I am struggling with the following problem / riddle, which reads:
A tea merchant has five tin tea boxes of cubical shape, which he keeps on his counter in a row. Every box has a picture on each of its six sides, so there are thirty pictures in all; but one picture on No. $1$ is repeated on No. $4$, and two other pictures on No. $4$ are repeated on No. $3$. There are, therefore, only twenty-seven different pictures. The owner always keeps No. $1$ at one end of the row, and never allows Nos. $3$ and $5$ to be put side by side.
The tradesman's customer, having obtained this information, thinks it a good puzzle to work out in how many ways the boxes may be arranged on the counter so that the order of the five pictures in front shall never be twice alike. Of course, two similar pictures may be in a row, as it is all a question of their order.
So here is my attempt:
If all the figures on the boxes were different, then we'd have $30$ different pictures, but due to the condition above, we only have $27$ different figures on the boxes.

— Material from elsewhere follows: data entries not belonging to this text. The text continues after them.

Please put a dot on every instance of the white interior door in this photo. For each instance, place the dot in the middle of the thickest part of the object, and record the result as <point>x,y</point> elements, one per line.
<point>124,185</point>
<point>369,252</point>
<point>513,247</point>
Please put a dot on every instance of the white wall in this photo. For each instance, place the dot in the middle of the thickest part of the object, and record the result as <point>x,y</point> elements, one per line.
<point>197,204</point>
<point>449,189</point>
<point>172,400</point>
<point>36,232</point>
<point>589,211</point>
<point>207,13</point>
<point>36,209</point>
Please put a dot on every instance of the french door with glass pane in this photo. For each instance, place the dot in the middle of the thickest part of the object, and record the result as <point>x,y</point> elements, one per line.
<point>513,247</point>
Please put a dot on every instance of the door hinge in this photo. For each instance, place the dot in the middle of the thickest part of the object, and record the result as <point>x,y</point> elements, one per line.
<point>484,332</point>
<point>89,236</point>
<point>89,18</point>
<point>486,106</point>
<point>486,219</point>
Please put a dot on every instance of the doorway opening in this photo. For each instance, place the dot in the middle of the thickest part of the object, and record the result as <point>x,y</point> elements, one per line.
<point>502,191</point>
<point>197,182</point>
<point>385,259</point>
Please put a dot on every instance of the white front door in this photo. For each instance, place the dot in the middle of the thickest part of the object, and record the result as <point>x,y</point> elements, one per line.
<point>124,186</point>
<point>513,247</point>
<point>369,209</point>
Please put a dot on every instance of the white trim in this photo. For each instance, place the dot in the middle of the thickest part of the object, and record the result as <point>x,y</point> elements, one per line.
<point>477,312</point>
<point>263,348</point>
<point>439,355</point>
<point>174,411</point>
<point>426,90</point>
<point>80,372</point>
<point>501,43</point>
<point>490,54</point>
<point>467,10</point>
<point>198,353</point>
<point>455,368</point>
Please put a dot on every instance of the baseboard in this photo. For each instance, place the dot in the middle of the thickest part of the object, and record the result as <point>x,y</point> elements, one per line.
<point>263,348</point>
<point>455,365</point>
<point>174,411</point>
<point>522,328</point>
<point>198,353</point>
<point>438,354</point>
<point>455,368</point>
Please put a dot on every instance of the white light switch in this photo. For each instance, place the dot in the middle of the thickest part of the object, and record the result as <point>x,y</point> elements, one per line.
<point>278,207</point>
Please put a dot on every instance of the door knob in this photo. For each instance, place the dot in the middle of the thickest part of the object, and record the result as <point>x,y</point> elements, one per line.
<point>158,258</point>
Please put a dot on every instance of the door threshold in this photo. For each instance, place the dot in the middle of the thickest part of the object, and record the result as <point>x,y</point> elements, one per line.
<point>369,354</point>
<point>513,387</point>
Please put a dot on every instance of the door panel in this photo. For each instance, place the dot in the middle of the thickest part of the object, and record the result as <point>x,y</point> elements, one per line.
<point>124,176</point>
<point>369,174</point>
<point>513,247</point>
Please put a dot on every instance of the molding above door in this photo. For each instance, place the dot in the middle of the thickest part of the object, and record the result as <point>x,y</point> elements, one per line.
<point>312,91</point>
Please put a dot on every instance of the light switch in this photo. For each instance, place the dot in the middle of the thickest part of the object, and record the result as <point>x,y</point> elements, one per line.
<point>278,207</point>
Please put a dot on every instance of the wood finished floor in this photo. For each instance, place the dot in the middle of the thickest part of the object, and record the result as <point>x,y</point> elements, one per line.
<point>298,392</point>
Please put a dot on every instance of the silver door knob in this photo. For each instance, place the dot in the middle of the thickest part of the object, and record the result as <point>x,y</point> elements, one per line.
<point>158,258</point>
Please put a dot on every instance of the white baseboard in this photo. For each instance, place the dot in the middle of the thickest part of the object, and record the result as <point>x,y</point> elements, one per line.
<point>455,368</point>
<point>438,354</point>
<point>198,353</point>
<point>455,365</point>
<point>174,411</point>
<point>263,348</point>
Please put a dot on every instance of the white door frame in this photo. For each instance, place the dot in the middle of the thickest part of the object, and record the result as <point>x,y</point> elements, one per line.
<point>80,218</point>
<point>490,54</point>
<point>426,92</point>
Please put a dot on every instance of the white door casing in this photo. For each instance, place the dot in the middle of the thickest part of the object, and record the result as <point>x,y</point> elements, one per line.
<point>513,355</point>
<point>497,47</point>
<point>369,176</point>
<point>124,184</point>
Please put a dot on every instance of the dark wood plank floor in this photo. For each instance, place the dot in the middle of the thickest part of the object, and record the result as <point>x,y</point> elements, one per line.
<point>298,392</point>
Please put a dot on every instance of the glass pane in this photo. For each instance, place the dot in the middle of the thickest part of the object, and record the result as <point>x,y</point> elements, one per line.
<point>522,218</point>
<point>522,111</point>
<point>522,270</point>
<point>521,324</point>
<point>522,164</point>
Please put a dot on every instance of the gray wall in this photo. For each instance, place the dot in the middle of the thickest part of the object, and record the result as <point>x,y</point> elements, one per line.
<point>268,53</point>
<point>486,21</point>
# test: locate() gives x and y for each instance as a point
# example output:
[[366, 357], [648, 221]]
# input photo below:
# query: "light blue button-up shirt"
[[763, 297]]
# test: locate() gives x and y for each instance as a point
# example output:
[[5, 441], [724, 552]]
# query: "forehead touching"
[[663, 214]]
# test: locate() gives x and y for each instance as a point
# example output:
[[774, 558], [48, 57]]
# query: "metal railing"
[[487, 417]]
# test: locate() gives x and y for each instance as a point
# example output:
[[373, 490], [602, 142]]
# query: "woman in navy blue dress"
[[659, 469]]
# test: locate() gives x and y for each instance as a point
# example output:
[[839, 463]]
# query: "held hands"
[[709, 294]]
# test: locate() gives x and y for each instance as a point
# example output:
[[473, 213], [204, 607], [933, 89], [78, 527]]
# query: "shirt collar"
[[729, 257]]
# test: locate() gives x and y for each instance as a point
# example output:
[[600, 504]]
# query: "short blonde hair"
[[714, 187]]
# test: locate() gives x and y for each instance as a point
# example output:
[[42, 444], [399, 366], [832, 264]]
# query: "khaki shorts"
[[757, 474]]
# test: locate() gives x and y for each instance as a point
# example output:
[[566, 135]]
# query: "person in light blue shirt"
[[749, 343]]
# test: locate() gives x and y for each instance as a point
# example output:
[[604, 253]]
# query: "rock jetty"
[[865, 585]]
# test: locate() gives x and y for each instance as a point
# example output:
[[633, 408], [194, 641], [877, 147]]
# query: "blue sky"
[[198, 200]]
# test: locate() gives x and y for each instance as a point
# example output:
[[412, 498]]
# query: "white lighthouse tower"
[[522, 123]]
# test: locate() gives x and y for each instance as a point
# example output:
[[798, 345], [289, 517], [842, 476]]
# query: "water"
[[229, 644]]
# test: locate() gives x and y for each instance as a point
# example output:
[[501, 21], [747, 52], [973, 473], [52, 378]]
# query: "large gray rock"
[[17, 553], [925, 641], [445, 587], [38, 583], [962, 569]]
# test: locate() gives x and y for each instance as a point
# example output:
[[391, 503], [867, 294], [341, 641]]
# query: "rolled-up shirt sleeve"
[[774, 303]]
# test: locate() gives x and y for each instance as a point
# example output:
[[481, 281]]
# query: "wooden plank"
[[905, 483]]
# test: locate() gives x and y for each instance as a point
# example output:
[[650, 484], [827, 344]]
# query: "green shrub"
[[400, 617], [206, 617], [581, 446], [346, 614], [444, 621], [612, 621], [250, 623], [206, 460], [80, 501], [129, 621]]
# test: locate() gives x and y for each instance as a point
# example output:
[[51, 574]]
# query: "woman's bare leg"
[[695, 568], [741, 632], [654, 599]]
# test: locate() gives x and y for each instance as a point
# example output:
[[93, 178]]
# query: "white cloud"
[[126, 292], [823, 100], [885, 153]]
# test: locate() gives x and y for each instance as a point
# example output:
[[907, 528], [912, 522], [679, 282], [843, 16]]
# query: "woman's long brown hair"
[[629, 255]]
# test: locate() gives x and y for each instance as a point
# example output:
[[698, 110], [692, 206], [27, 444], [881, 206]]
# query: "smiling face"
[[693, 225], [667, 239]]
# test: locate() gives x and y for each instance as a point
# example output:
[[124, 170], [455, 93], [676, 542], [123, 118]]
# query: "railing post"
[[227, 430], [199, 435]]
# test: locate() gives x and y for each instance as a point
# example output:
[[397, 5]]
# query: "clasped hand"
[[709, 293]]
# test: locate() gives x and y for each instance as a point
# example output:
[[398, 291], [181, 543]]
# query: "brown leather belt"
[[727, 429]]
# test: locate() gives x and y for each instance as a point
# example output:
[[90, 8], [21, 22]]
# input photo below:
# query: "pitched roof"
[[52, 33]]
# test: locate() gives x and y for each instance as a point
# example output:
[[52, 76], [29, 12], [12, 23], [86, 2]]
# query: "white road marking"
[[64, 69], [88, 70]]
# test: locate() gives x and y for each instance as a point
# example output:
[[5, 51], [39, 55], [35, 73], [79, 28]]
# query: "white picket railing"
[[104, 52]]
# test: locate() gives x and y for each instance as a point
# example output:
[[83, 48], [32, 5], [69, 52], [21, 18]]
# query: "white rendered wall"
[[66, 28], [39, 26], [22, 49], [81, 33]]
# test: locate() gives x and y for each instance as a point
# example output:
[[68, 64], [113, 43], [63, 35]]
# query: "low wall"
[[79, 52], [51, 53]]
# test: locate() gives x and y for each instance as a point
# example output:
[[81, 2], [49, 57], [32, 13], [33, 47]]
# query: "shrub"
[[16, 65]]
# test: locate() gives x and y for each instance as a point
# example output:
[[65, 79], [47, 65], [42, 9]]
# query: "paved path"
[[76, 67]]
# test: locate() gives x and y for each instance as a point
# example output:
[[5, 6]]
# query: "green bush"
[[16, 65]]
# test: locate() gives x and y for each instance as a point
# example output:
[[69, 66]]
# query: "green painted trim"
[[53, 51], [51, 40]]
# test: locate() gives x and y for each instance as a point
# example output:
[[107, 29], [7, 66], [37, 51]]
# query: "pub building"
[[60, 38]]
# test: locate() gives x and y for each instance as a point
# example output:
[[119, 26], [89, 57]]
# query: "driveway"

Now, the other condition is Box $1$ at the end, and $3$ and $5$ never near, which leaves the total combinations (orders) of the boxes to twelve:
$1-2-3-4-5$
$1-3-2-4-5$
$1-3-4-2-5$
$1-3-2-5-4$
$1-3-4-5-2$
$1-4-3-2-5$
Plus the symmetry of the exchange $5\to 3$
So I have $12$ possible dispositions of the boxes.
Now, let's call the figures on each box as
$$1 = \{A_1, A_2, A_3, A_4, A_5, A_6\}$$ $$2 = \{B_1, \ldots, B_6\}$$ $$3 = \{C_1 \ldots C_6\}$$ $$4 = \{D_1, D_2, D_3, A_1, C_1, C_2\}$$ $$5 = \{E_1 \ldots E_6\}$$
The box $4$ is written as this because the text says one figure is on box $1$ and two on box $3$ hence I took box $4$ as the "reference frame$ with less pictures.
Due to this I have managed to work out that, for the combination $1-2-3-4-5$ there are $576$ possible ways to order the boxes in relation to the figures.
But then there are other $11$ dispositions, and I don't know how to cut off the identical orders.
This shall be the solution:
There are twelve ways of arranging the boxes without considering the pictures. If the thirty pictures were all different the answer would be $93,312$. But the necessary deductions for cases where changes of boxes may be made without affecting the order of pictures amount to $1,728$, and the boxes may therefore be arranged, in accordance with the conditions, in $91,584$ different ways. I will leave my readers to discover for themselves how the figures are to be arrived at.